Huazhong University of Science and Technology in Wuhan, Hubei province, has set a good example for other institutions of higher learning. Late last month, the university expelled 307 postgraduate students and doctoral candidates who had failed to attend adequate number of lectures and complete their courses.
Most of those expelled were associated with government institutions and enterprises and were pursuing a degree to enhance their work performance. But that is not the whole truth. A master's or doctoral degree, especially the latter, could open the doors to promotions and plump postings for public servants. Plus, the handsome amounts many of the public servants and businesspeople pay to get their degrees are an important source of income for institutions of higher learning.
Universities are slowly becoming a combination of commercialism and utilitarianism. In a sense, commercialization of universities has made degrees more about money than education. It has ruined the traditional concept and value of education, and degenerated student-teacher relationship.
Unlike in other fields, commercialization of education runs contrary to the basic national policy, for education is first about knowledge and social responsibility, and then about earning money. But the increasing number of government officials and other "fat cats" getting admitted to institutions of higher learning shows that for some people, money is playing a major role in getting a degree. In fact, many colleges and universities offer all kinds of training programs just to make money.

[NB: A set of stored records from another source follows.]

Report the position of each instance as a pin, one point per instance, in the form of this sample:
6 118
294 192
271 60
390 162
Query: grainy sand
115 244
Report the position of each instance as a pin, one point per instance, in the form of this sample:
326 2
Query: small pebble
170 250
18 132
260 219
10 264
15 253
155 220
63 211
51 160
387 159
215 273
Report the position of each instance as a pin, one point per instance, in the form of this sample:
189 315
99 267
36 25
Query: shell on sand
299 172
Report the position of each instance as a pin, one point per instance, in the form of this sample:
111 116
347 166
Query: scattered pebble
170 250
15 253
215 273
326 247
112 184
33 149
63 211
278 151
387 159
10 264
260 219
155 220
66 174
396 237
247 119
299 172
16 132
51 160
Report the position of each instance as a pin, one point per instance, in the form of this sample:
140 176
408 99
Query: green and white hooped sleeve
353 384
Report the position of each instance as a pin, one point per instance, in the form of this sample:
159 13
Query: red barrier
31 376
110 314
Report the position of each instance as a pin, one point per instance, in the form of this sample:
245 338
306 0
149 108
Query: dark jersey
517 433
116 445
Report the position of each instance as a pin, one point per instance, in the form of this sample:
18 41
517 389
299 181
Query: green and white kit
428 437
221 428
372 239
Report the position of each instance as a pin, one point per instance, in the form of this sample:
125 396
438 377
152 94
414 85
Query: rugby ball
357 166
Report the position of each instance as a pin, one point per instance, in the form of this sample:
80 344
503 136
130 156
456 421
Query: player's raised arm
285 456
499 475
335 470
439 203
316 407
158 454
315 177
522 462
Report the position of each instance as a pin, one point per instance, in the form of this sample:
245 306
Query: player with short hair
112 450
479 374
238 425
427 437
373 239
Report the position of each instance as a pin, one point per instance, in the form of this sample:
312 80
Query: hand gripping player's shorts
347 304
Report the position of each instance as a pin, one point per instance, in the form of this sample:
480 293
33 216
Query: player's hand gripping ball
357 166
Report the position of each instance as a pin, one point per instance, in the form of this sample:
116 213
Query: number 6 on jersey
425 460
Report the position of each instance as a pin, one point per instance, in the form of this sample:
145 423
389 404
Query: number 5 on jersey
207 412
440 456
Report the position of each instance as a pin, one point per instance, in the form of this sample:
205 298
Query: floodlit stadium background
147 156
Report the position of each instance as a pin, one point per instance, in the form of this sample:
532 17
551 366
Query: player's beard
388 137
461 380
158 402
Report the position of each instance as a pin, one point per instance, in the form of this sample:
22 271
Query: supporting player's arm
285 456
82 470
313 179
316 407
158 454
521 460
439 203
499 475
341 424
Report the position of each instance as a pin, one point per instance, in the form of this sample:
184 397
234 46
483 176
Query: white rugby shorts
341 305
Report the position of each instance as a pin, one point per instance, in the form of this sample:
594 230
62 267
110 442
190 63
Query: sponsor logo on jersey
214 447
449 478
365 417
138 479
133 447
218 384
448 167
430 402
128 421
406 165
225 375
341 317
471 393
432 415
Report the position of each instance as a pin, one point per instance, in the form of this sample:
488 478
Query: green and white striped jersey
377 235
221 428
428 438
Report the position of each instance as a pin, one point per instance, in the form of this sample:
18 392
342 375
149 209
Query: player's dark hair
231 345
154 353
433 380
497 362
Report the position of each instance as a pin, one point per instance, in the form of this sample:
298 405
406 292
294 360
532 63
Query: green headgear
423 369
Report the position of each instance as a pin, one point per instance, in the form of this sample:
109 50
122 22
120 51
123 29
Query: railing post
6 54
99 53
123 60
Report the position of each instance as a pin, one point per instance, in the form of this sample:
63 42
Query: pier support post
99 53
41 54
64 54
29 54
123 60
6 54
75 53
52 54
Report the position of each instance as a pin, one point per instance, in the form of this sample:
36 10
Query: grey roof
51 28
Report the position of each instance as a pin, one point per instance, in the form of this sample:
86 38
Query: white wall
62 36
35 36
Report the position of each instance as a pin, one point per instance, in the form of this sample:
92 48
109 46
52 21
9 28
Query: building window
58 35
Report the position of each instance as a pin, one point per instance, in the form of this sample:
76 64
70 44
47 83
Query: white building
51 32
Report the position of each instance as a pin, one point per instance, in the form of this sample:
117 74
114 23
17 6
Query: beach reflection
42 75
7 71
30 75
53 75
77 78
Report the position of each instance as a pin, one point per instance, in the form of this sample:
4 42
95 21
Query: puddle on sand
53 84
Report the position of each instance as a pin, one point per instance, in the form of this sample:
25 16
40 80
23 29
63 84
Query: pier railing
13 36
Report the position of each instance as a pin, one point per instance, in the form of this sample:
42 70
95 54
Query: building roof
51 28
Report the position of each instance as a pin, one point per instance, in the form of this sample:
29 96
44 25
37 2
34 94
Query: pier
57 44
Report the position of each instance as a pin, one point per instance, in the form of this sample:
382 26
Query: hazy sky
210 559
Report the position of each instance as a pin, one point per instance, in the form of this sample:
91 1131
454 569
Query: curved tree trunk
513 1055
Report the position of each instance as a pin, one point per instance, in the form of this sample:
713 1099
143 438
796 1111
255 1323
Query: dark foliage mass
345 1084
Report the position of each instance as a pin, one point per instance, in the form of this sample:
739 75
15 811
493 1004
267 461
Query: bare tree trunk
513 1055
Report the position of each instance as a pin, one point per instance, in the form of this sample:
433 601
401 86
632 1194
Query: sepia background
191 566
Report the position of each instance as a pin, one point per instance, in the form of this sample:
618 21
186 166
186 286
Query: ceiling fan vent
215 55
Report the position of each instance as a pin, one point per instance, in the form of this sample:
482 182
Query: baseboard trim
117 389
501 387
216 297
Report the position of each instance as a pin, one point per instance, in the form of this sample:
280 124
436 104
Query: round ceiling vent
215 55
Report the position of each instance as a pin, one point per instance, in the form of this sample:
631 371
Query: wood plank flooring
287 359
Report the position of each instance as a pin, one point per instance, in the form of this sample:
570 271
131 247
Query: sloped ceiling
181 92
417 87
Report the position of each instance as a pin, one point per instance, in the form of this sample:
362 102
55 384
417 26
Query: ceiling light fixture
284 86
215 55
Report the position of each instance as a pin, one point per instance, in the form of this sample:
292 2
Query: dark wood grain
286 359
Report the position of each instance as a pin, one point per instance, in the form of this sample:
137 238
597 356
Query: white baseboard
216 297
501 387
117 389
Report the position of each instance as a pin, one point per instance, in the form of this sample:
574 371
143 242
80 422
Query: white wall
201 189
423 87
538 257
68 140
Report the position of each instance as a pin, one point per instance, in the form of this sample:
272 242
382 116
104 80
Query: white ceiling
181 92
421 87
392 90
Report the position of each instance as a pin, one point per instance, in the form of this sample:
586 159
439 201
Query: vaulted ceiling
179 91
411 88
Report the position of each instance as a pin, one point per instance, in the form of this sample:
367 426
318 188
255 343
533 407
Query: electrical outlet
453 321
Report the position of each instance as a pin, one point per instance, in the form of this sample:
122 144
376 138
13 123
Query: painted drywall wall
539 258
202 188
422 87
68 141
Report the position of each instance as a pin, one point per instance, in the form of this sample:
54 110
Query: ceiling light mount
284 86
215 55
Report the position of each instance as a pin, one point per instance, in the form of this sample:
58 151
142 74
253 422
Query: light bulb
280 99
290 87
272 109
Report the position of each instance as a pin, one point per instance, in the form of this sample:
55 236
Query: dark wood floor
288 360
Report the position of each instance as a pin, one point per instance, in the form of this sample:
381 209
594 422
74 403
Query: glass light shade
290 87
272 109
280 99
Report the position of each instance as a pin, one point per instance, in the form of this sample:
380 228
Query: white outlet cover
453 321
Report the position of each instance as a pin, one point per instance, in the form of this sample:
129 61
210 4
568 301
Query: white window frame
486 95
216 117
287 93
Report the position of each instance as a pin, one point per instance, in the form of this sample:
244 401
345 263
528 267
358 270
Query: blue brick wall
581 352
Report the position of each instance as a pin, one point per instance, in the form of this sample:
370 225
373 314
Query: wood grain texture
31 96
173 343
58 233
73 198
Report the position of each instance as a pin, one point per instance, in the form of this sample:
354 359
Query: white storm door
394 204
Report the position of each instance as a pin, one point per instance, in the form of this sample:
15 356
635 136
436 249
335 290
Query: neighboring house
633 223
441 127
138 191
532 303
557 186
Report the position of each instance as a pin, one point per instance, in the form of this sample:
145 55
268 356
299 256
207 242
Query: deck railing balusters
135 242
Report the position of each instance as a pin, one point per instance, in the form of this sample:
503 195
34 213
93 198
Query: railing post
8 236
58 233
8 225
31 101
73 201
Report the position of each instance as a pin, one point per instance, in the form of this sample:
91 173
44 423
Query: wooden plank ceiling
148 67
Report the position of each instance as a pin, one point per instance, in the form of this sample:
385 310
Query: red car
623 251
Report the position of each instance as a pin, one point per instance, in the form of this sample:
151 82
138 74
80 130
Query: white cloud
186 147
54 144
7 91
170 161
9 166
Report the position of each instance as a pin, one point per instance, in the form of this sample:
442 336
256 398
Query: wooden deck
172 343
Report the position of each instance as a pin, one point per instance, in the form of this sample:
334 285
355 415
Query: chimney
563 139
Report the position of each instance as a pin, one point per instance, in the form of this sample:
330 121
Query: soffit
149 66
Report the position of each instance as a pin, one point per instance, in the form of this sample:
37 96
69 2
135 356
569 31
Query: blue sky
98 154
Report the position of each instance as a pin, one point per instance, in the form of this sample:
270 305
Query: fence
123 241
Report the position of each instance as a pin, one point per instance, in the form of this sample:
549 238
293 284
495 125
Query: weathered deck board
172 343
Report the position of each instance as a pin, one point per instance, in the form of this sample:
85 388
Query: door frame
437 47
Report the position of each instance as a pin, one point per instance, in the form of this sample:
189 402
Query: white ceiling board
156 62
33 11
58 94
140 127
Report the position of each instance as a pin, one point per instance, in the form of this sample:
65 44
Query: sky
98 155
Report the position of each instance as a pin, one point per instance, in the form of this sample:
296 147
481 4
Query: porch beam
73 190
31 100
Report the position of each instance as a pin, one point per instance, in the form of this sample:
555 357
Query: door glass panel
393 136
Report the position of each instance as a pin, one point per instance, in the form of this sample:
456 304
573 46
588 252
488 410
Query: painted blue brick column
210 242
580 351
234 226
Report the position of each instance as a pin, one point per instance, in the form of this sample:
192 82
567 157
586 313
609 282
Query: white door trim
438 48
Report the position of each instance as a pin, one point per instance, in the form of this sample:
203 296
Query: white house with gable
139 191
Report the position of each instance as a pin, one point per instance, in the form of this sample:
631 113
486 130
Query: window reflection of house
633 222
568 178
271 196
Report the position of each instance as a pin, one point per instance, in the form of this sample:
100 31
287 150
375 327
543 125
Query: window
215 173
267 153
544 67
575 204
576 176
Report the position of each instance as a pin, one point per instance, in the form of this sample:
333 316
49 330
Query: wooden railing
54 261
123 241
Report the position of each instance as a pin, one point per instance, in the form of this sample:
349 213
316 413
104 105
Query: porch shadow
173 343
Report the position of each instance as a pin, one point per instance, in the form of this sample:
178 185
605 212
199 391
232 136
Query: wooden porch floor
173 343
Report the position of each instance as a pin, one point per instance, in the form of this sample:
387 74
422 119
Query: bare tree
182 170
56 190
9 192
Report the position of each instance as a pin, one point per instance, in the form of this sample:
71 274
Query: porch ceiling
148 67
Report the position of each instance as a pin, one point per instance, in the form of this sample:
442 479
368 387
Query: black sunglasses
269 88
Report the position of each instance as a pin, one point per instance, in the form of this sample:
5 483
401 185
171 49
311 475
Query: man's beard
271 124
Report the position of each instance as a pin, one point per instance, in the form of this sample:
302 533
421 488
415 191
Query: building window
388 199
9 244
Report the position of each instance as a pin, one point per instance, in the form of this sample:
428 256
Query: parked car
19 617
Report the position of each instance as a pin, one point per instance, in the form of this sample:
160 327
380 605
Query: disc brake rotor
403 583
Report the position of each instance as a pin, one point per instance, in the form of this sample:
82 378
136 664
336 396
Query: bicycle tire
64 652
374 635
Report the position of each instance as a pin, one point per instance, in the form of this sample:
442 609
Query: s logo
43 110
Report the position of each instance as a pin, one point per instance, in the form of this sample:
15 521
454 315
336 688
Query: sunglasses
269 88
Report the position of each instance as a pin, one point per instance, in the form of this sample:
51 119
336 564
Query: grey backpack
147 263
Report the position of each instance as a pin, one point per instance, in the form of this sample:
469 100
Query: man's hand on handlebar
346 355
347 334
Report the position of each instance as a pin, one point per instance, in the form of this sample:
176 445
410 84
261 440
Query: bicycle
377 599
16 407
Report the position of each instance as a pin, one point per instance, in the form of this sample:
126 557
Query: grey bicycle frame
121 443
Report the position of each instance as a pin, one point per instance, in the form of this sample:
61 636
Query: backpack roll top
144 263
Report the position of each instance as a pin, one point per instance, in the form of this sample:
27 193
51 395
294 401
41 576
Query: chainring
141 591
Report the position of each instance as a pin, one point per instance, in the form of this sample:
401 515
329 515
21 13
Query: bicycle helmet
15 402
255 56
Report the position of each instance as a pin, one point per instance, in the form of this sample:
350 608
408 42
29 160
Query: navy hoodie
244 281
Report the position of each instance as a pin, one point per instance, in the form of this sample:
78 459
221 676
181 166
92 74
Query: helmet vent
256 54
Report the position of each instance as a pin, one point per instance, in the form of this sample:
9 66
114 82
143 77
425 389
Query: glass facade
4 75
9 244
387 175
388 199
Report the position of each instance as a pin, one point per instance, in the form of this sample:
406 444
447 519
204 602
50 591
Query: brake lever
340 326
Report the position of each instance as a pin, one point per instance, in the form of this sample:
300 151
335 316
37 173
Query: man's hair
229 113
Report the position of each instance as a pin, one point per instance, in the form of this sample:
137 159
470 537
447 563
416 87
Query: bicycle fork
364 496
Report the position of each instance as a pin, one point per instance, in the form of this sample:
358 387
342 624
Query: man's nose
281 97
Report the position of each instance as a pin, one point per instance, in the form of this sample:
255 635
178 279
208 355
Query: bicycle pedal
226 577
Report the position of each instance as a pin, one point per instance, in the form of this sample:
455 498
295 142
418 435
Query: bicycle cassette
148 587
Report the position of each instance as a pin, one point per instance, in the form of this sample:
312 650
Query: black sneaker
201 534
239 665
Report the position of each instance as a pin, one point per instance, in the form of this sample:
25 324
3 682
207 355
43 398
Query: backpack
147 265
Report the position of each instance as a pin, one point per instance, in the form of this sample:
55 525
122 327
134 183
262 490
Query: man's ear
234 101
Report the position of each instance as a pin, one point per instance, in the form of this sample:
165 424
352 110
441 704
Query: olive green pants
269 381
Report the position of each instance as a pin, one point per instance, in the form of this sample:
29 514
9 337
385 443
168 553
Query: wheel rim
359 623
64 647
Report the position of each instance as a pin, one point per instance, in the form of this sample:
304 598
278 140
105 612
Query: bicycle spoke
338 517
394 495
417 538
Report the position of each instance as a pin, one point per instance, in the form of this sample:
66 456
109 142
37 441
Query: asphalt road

Perhaps, the worst sufferers of commercialization of education are poor students who are denied seats in universities, because the public servants and businesspeople have the money power to grab them.
The "fat cats" have intensified another practice: plagiarism. Since many public servants and businesspeople are interested only in degrees, not knowledge, they resort to plagiarism to finish their dissertations or theses.
The genuine search for knowledge by anyone, be it a public servant or a businessperson, is a matter of appreciation. But the institutions of higher learning should treat poor students the same way that they treat public servants and businesspeople.
That should be the motto of universities across the country. For guidance, they should look up to the Huazhong University of Science and Technology.